During the 2008 Financial Crisis, the industry and regulators were in a state of fear and ignorance about the total amount of money owed by derivative markets participants, an amount, on paper, that could have been greater than the U.S. GDP. As a result, the G20 began the process to create a global Legal Entity Identifier which is overseen by the Global Legal Entity Identifier Foundation.

Ontology2 has long been a leader in the commercialization of large-scale semantic databases such as Dbpedia and Freebase. Replacing imprecise names and addresses with specific identifiers is what we do, so we took an interest in the LEI system and started in August 2014. Our LEI site is what we call an interpretive browser in that it combines a raw information source with additional information, rules and machine learning models to supplement that data with expert commentary.

The is a product of the Real Semantics framework, both in the sense that it incorporates parts of Real Semantics and in the sense that the Real Semantics framework assembles the software components and data that make up the site. This article, which is part of the Real Semantics documentation, explains the unique attributes of the the site the relationship it has with Real Semantics. It is aimed at a wide audience, which may or may not be knowledgable about reference data, the financial industry, semantic technology or cloud computing, so we will start with the business case and explain how we apply technology to it.

About Legal Entity Identifiers

A Global Perspective

At this time, the LEI system is driven primarily by the requirements of government regulators. That's a big topic because there are a large number of government regulators in many different countries and jurisdictions. Many of the challenges faced by the system are rooted in the fact that it is international and has to reflect very different conditions in different parts of the world.

For instance, in the United States, there are a large number of federal financial regulators that have different domains. The Securities and Exchange Commission regulates stocks and bonds in the US, while the CFTC regulates options and futures. The FDIC, Federal Reserve Board and Office of the Comptroller of the Currency play a role in the federal regulation of banks, together with the National Credit Union Administration regulating credit unions, as well as the Consumer Financial Protection Bureau and the Federal Financial Institutions Examination Council.

So far as banks and insurance companies are concerned, all 50 states charter and regulate financial institutions as well. All businesses in the U.S. are registered in a state or territory, and the rules of that registration are quite different in different states. For instance, if you form a corporation in New York you need to specify a board of directors (which is a matter of public record) and have an annual meeting which is documented with the state. In nearby Delaware, a single person can register a corporation and nothing about the people involved is in the public record.

Now the U.S. is a large country where states have an unusual amount of autonomy, but you find large variations in regulatory regimes in various countries, particularly when transparency and privacy are concerned. In the UK, for instance, businesses are regulated with Companies House; which makes a large amount of information available on their web site and via an API. Other countries, like the Cayman Islands and Luxembourg, value privacy more than transparency, and publish very limited information, like the state of Delaware. Such "corporation havens" are chosen by registrants on a global free market, but countries that have a different view of the relationship between states and business such as China and Saudi Arabia which see the activities of state-owned enterprises as state secrets.

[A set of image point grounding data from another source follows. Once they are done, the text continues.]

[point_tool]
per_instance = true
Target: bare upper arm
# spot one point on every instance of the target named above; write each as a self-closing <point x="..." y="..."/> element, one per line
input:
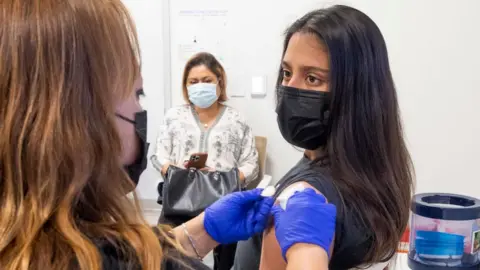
<point x="271" y="258"/>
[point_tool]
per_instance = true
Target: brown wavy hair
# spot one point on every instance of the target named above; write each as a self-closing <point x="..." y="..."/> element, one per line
<point x="63" y="67"/>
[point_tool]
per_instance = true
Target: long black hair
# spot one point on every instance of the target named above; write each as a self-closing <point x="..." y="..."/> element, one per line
<point x="370" y="162"/>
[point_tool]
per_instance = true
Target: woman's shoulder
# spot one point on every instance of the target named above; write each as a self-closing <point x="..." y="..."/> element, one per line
<point x="234" y="114"/>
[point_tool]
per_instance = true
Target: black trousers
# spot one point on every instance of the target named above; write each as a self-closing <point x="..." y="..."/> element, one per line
<point x="223" y="255"/>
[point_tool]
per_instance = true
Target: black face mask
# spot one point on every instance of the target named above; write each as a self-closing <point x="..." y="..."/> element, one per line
<point x="303" y="116"/>
<point x="135" y="169"/>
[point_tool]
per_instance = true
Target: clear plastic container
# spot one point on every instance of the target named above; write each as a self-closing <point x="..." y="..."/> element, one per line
<point x="442" y="243"/>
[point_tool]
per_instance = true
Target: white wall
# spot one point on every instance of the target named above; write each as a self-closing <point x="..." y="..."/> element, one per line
<point x="434" y="52"/>
<point x="149" y="19"/>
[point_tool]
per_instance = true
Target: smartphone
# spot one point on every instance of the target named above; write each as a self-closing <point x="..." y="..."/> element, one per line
<point x="197" y="161"/>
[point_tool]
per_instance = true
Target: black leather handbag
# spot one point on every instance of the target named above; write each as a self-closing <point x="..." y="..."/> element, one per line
<point x="187" y="192"/>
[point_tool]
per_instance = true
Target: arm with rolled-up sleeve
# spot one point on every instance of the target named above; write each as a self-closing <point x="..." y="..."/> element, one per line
<point x="248" y="162"/>
<point x="164" y="145"/>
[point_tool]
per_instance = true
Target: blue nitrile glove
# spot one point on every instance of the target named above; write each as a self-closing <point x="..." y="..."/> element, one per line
<point x="307" y="219"/>
<point x="237" y="216"/>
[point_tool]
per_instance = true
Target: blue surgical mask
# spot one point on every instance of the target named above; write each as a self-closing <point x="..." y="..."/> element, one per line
<point x="202" y="95"/>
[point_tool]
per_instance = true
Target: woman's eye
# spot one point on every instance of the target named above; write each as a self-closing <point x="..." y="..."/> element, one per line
<point x="286" y="74"/>
<point x="314" y="80"/>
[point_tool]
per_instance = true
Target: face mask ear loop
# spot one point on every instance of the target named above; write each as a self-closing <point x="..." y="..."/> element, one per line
<point x="125" y="118"/>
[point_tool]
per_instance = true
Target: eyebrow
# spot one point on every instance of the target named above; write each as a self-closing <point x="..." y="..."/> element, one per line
<point x="284" y="63"/>
<point x="140" y="92"/>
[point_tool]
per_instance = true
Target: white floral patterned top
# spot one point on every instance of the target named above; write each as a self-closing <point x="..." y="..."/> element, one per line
<point x="229" y="141"/>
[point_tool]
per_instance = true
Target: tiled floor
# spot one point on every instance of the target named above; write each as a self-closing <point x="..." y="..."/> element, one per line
<point x="151" y="212"/>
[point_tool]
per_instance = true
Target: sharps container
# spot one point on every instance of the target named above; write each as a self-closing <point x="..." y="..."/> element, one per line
<point x="444" y="232"/>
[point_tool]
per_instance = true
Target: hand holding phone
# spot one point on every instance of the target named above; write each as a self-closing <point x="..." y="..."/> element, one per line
<point x="197" y="160"/>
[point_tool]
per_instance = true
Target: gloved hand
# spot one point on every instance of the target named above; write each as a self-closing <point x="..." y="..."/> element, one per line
<point x="237" y="216"/>
<point x="307" y="219"/>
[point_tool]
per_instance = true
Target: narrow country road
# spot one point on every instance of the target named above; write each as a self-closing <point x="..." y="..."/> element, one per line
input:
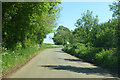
<point x="54" y="63"/>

The result of all this is that the LEI system is a compromise between a number of interests, and largely reflects a "lowest common denominator" of what is available. Relationships between entities (fund/administrator, subsidiary/parent, or branch/master) are an important requirement for risk data aggregation, but these are very much a work of progress because of cross-jurisdictional issues.

Regulatory applications of the LEI

CFTC Swap reporting

The first application of the LEI for regulation was for the CFTC swap reports, which led to the requirement that organizations that trade OTC derivatives in the US register for LEIs. Swaps are financial tools used for many purposes, such as converting a variable interest rate into a fixed interest rate. A major category of swap is the credit default swap, which can be thought of a form of insurance you can buy on a bond. When Lehman Brothers collapsed in 2008, more than $400 billion worth of swap contracts existed on the company, an amount greatly larger than Lehman's debt.

Things turned out to be less dire than expected, however, because most swap market participants held positions that canceled. Swaps are a bit different from stocks and bonds, because you can't just "buy" a swap and them "sell" it the way you would with a stock when you don't like the price. Instead, dealers and traders enter into an position in the opposite direction which cancels out the original position. Once positions were netted out, the amount that changed hands was a relatively modest $7.2 billion. Most swap dealers did a good job of managing risk in their swap books, thus protecting the system, but AIG notoriously sold CDS derivatives without hedging the risk, leading to a $180 billion bailout.

It took quite a while to figure all this out, leading to a large amount of fear and paralysis on the part of the industry, and the CFTC swap reports were introduced to provide clarity in case of a repeat. The idea here is that transactions made at swap execution facility are submitted one of several swap data repositories (SDR.) The data sent to the SDRs uses the LEI to identify the parties to the transaction as well as other entities involved (such as the issuer of bonds insured by a CDS.) SDRs in turn send summary data to the CFTC.The summary data is of limited use because it is not netted (for instance, two parties trading with each other could create a large visible volume without incurring any liability) but in the event of an emergency, regulators can "break the glass" to look at individual trades and positions to get a global view.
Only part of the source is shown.